Answer: The authors thank the reviewer for his efforts to improve the quality of our manuscript. Thanks again for your positive impression of our study. All the requested modifications were considered according to the reviewer’s comments.

- regarding the newly added Mpro inhibition, the authors should present the results in triplicated and add SD/SE values (Fig10).

Answer: The authors thank the reviewer for his comment. The results of the newly added M^pro inhibitory assay were obtained already from triplicated measurements. The SD/SE values were added to Figure 10 as requested.

- this also should apply in Fig9, it seems that several spots in fig without SD.

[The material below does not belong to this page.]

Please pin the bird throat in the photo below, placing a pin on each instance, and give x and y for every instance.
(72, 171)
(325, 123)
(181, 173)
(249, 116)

Answer: The authors thank the reviewer for his comment. All points in Figure 9 were adjusted by SD as requested.

- the SARS-CoV-2 Mpro inhibitory assay should be detailed in the main manuscript, not in SI.

Answer: Ok, more details about the SARS-CoV-2 M^pro inhibitory assay were added as requested. However, the detailed protocol and methodology are very long and reported previously in the literature, so the authors kept them in the SI to be helpful for others. Thanks in advance.